Première année scolaire pour Naomie

Le programme « Educate A Child » permet à Naomie et à 13 200 autres enfants de l’ancienne Province Orientale de bénéficier d’une éducation primaire de qualité.

Affrontant la pluie, Naomie a pris le chemin de l’institut Tobongisa de Kisangani, au nord-est de la République démocratique du Congo, de bonne heure pour être ponctuelle. Naomie a 7 ans et c’est sa première année scolaire.

Naomie attend le professeur pour débuter la leçon

« Il y a beaucoup d’enfant de mon âge qui ne vont pas à l’école car leurs parents n’ont pas d’argent. Dans ma famille, seule ma demi-soeur va à l’école car son père peut payer les frais scolaires ».

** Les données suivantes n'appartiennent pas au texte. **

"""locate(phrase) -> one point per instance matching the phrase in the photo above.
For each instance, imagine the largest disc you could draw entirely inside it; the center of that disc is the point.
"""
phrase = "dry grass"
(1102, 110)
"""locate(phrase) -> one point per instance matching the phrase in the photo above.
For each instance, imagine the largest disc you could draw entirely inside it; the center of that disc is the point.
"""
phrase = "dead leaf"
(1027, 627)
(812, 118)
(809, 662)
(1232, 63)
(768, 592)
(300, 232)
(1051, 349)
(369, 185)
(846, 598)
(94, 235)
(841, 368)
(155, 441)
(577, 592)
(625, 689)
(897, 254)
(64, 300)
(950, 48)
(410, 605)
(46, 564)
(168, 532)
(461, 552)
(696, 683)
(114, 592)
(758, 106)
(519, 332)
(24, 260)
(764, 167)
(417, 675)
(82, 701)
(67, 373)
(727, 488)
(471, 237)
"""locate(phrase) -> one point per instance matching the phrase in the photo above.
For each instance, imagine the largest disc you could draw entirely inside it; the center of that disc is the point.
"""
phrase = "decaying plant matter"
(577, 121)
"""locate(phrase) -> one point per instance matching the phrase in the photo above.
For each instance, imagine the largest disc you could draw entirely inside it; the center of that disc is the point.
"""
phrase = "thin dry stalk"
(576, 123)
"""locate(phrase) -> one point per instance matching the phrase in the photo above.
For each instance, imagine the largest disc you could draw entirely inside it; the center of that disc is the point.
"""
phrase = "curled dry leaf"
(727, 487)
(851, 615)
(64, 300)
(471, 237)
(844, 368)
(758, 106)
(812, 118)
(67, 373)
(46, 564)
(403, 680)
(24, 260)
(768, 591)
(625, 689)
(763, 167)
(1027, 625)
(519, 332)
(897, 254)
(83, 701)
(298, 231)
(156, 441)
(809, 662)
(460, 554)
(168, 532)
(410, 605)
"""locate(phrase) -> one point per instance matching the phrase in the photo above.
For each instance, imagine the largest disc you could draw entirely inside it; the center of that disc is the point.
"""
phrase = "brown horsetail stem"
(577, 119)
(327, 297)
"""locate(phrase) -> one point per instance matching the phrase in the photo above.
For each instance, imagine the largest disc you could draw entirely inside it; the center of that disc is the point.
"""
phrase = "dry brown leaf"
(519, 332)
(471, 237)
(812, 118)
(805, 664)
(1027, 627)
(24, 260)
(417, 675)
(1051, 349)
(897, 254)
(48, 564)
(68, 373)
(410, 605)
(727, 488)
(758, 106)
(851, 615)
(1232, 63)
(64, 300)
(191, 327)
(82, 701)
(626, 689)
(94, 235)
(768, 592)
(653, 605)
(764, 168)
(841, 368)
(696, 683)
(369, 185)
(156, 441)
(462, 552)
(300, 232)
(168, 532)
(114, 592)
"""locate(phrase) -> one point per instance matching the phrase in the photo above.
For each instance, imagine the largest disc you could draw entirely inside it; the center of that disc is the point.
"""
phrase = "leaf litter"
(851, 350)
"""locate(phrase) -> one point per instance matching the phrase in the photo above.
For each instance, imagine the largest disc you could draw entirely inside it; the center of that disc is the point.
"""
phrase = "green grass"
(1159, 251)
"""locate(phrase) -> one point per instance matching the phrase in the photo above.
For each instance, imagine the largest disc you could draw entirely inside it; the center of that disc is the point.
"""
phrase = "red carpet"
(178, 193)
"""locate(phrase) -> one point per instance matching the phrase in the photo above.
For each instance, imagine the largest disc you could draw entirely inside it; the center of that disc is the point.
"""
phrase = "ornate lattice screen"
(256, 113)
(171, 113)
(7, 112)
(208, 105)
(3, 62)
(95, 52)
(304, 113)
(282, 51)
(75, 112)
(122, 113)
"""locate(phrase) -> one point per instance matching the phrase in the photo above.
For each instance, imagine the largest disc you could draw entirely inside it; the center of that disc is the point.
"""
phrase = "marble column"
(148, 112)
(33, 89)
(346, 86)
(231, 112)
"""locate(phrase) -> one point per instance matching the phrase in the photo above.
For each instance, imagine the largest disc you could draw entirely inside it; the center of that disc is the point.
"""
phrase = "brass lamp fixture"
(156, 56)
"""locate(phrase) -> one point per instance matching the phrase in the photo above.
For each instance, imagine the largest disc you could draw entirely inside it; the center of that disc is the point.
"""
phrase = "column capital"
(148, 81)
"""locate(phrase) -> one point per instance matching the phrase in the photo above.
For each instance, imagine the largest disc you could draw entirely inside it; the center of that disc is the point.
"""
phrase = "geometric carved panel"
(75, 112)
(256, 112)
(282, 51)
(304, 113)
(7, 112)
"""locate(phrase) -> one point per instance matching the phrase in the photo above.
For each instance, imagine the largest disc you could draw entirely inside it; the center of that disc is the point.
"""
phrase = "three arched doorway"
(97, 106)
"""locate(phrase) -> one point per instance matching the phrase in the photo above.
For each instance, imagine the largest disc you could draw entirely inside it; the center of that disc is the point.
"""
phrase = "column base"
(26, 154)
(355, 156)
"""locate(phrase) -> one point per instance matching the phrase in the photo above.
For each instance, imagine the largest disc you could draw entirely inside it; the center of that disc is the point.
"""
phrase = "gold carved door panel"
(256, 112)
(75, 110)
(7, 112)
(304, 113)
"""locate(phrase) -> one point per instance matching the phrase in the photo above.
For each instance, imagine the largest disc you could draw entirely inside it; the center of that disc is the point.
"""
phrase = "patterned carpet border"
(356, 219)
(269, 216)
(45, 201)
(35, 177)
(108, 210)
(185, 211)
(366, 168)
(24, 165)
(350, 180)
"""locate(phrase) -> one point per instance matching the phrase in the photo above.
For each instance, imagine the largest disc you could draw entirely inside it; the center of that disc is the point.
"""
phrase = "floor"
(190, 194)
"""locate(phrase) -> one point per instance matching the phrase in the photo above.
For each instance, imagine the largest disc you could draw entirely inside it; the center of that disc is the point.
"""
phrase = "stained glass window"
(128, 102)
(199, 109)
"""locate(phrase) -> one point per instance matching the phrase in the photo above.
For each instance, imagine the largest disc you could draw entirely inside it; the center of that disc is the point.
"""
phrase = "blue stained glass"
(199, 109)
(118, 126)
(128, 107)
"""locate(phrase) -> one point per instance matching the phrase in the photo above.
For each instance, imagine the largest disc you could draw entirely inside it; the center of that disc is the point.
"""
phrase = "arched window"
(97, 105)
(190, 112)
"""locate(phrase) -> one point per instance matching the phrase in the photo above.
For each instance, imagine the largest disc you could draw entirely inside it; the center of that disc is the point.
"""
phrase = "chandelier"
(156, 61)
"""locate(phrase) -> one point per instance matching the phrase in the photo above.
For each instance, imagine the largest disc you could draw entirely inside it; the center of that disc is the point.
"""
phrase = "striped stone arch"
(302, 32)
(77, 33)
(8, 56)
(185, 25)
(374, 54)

Malgré son jeune âge, Naomie est consciente de la chance qui lui est offerte. Elle bénéficie du programme « Educate A Child », financé par la Fondation Qatari Education above all et mis en place par l’UNICEF. Le but de ce programme est de permettre aux enfants affectés par l’extrême pauvreté d’avoir accès à une éducation primaire de qualité.

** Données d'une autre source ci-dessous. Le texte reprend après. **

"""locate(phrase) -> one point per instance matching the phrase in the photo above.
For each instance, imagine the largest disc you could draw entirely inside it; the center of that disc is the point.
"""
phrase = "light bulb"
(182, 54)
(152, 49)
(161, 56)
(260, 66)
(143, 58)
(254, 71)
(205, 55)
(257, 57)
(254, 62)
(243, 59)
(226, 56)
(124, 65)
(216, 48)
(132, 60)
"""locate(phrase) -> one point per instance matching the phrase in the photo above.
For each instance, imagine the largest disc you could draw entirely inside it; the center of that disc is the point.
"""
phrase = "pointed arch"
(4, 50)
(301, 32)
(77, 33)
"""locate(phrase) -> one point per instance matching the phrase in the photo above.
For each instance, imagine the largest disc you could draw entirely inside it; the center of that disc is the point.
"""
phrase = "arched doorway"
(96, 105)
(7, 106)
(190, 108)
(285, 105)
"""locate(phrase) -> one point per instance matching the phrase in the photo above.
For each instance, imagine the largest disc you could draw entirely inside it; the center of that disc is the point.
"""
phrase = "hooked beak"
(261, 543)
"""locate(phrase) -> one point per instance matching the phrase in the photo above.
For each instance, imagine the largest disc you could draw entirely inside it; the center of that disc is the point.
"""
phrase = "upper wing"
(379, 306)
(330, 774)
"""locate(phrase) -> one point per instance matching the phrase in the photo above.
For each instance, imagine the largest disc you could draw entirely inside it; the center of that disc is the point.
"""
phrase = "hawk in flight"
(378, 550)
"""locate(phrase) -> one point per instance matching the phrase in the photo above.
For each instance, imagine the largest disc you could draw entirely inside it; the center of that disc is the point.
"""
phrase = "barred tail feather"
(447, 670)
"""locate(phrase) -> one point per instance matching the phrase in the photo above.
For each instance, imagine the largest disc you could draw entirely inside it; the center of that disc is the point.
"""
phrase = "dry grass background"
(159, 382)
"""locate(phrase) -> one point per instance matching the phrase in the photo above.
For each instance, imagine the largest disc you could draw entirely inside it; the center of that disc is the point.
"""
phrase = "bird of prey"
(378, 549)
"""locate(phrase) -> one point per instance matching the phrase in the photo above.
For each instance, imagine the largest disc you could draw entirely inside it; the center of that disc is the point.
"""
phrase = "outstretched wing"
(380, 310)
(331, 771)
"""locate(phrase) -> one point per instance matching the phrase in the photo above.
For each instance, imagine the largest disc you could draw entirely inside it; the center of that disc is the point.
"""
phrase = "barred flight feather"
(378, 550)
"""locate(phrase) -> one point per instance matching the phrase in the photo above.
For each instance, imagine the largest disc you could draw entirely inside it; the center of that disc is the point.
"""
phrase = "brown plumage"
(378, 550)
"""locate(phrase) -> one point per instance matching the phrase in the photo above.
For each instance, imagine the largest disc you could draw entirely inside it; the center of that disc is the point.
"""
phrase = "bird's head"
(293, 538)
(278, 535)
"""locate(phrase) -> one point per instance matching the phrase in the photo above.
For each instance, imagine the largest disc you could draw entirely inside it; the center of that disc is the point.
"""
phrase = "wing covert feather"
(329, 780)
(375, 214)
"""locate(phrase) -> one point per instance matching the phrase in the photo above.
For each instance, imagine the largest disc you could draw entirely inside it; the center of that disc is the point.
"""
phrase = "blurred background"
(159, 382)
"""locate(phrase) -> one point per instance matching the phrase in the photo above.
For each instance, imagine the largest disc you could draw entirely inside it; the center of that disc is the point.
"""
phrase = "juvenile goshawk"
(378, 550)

Naomie apprenant à écrire à l’aide de son professeur.

« Grâce à l’école, je deviendrais une mère responsable »

En raison de la météo, le professeur est en retard et seule une douzaine d’élèves sont présents quand Naomie arrive en classe. En élève appliquée, elle en profite pour réviser ses leçons.

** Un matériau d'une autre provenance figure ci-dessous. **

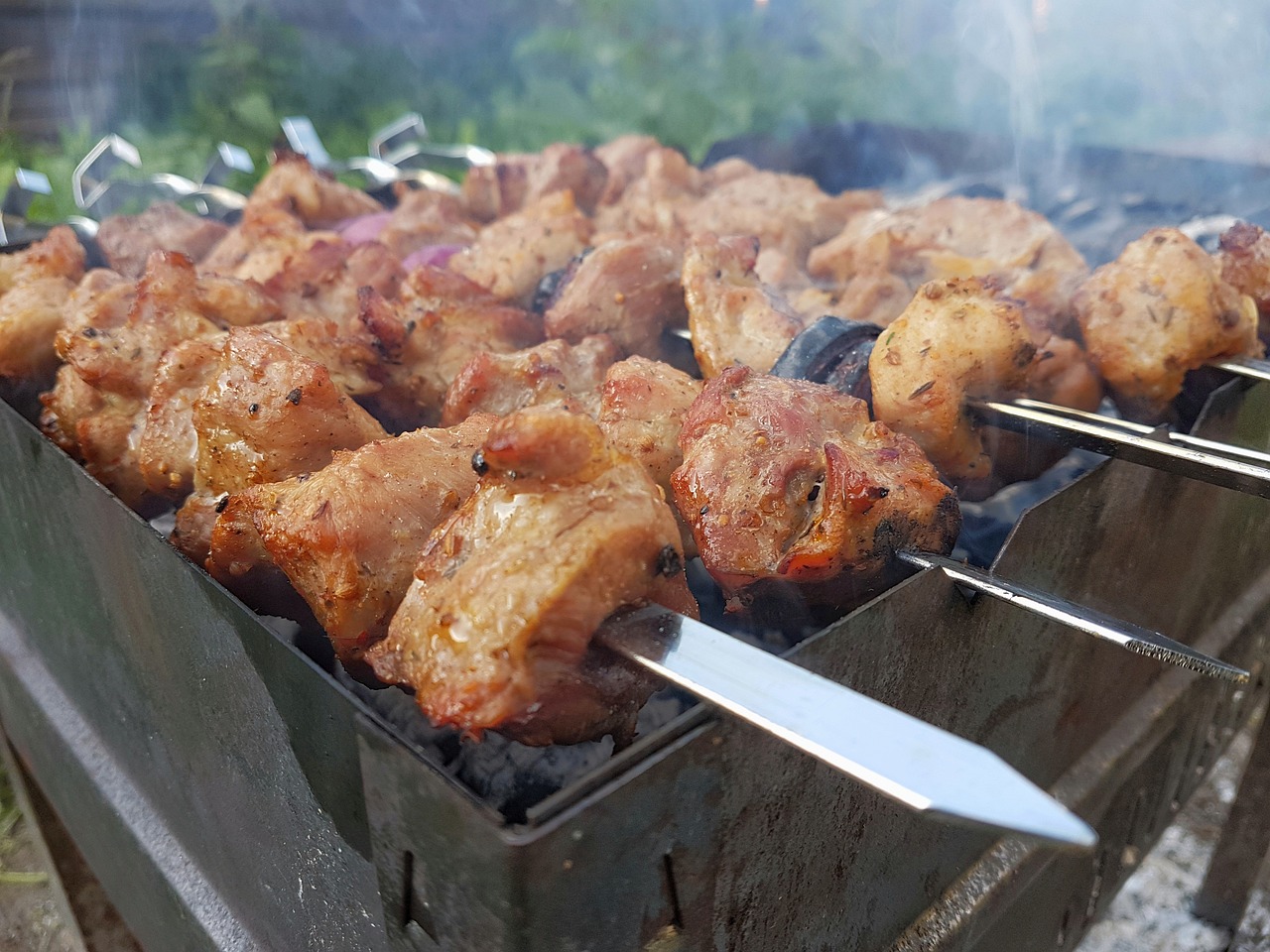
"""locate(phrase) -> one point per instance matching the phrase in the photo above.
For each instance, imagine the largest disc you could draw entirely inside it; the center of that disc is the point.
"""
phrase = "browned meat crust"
(789, 480)
(128, 240)
(1157, 311)
(348, 537)
(550, 373)
(495, 630)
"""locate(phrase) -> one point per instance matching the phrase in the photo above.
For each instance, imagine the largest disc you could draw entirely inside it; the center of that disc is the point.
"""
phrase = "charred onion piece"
(832, 350)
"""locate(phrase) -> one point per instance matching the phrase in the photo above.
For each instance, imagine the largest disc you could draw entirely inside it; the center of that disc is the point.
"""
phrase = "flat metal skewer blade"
(1141, 428)
(1134, 638)
(901, 757)
(1112, 440)
(1243, 367)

« J’aime beaucoup étudier, surtout le ‘’français lecture’’ », dit-elle.

Dans sa classe, 9 élèves profitent du programme. Ils ne sont pas tous aussi assidus que Naomie. Pour les aider dans leur scolarité, une équipe constituée du directeur de l’école, d’enseignants, et du président du comité des parents, est chargée de surveiller la scolarité de ces élèves.

Naomie au tableau pour son cours de “français lecture”

« Certains élèves du programme sont régulièrement absents », explique Élysée Vuanazode, une enseignante. « Nous sommes alors chargés de nous rendre au domicile des parents pour évaluer la situation. La plupart du temps, ils nous disent qu’ils n’ont pas les moyens de vêtir leurs enfants, et qu’ils ne peuvent pas les envoyer en classe dans un uniforme sale. Pour ces familles extrêmement pauvres, il est parfois difficile de prioriser la scolarité face aux autres dépenses. Elles sont en quelque sorte victimes d’un certain complexe d’infériorité. À nous alors de les convaincre de renvoyer leur enfant à l’école, et de trouver des solutions pratiques ». Ainsi, pour les aider à rattraper leur retard scolaire, le programme finance également des tuteurs pour leur donner des cours de rattrapage individuel.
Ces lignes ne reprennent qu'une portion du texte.